しかも6年のブランクの上あの時よりジジイになってんだから此処の寒さに耐えきれるわけないだろう?」

「そんな事、胸張って言うことじゃないよ」

「うるさい。……あ〜、極楽極楽〜」

「こたつ入りながらみかんと甘酒片手につついてる姿には若々しさの欠片もないよー」

「何とでもいえ。“こたつでみかん”は日本人の世界に誇れる文化だ」

「あらあら。祐一さん、もう帰って来てくださってたんですね」

「あ、すみません秋子さん。起こしちゃいましたか」


 パジャマにガウンを羽織った姿は何処か儚げな印象で。

 ちょっとこうなんだ……ドキッとさせられたのは秘密。

 何時までも美しすぎる秋子さんが悪い。


「いえいえ。でもやっぱり祐一さんが来てくれると賑やかになるわね……」

「はは、それが俺の数少ない取り柄なんで。あ、どうぞ秋子さんも入ってください」

「はいお母さん、甘酒。最近は体調が良いけど体冷やしちゃ駄目だよ?」

「そうですよ秋子さん。体には気をつけてもらわないと困ります」



 ――――秋子さんが倒れたのは今から2年前。



 俺が都会に出て。

 名雪が短大を出て地元の企業に就職して。

 そして俺も向こうの大学を卒業して就職して。

 そんな、子供達がある程度手間が掛からなくなった時期。



 ……張りつめていた糸がその時途切れてしまったのか。

 秋子さんは突如倒れ、病院に運び込まれる事態に陥ってしまった。



 幸いな事に大事には至らなかったものの無理が祟ったのか体が弱っているらしく、今でも一日の大半を寝て過ごすよう医師に言われている。

 当初秋子さんは強い抵抗を示したが名雪と知らせを聞いて飛んできた俺に丸二日かけて説得されてしぶしぶ受け入れている。

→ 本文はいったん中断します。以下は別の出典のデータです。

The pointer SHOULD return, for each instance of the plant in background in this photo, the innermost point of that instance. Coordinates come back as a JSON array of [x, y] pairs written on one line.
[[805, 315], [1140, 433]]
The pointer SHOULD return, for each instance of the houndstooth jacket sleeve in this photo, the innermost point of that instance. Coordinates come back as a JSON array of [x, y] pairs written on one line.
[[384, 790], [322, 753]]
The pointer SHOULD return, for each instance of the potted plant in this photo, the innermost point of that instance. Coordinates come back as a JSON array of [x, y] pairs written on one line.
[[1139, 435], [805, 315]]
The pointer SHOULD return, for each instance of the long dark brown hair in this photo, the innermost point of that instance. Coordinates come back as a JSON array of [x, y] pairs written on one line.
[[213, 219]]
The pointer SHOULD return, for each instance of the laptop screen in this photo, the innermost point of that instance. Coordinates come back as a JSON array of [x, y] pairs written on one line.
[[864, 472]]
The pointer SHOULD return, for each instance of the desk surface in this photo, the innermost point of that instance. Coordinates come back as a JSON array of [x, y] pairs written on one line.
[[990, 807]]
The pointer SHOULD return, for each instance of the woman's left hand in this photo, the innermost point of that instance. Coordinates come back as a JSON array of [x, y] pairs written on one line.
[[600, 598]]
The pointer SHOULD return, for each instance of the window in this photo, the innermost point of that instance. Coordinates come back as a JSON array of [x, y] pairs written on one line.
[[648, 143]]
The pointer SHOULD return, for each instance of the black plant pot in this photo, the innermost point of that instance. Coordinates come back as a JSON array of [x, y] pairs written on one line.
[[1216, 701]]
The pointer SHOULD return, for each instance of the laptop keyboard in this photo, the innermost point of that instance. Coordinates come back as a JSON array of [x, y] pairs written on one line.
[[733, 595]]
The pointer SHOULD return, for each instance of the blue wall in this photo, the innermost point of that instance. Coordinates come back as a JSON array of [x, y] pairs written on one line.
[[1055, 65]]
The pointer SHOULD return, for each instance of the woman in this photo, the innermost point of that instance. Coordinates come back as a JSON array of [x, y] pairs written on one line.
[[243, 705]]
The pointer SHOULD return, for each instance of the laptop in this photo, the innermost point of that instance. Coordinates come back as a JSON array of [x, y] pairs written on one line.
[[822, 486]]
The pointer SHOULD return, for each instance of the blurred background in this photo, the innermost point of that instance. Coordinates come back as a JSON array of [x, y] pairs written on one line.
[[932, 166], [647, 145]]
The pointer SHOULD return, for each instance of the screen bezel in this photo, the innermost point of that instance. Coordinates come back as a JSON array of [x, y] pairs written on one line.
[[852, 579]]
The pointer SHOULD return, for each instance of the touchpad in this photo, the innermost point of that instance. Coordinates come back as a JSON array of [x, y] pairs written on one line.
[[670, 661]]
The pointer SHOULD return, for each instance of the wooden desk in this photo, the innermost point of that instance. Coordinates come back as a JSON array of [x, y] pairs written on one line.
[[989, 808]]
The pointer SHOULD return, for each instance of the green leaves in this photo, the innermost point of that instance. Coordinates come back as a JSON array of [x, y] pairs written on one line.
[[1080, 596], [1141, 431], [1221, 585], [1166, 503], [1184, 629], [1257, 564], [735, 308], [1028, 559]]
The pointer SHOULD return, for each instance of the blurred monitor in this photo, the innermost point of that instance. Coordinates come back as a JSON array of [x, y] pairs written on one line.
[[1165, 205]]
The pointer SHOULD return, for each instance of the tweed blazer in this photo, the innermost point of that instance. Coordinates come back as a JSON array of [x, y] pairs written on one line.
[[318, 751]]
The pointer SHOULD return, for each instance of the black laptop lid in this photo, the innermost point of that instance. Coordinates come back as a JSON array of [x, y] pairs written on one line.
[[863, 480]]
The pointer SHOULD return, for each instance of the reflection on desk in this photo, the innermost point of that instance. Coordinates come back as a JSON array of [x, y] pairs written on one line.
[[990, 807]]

 それでも加減が良いから今日は大丈夫、と目を離した好きに家事をしてしまう事があるらしく少し不安になる。


「大丈夫ですよ」

 そんな俺たちの思惑を見透かしたように秋子さんは微笑んで言う。

「最近は暖かくなってきましたから。大分体も楽なんです。

出来れば毎日家事くらいは自分で出来れば良いのですけど……」

「駄目だよ、お母さんはすぐ無理しちゃうんだから」

「でもね……」

「会社の方も理解して貰ってるしお金の事は今のところ問題ないし。

お母さんは早く元気になってもらわないと困るよ」



 ――――後、これは秋子さんが倒れてから仕事仲間の人が教えてくれたんだけど。

 名雪の親父さん……つまりは名雪が小さい頃亡くなった秋子さんの夫は結構なお金を残していたらしい。


 流石に俺は詳しい内容は知らないが名雪が言うには「想像もつかないって程じゃないけど意外と……」らしい。

 けどまあ……秋子さんの性格なら当然の事なのかどうなのかはともかく、それには一切手をつけた形跡がなくて。

 母子家庭でしかも俺のような厄介者を平然と受け入れながら何一つ不自由な生活をさせなかった。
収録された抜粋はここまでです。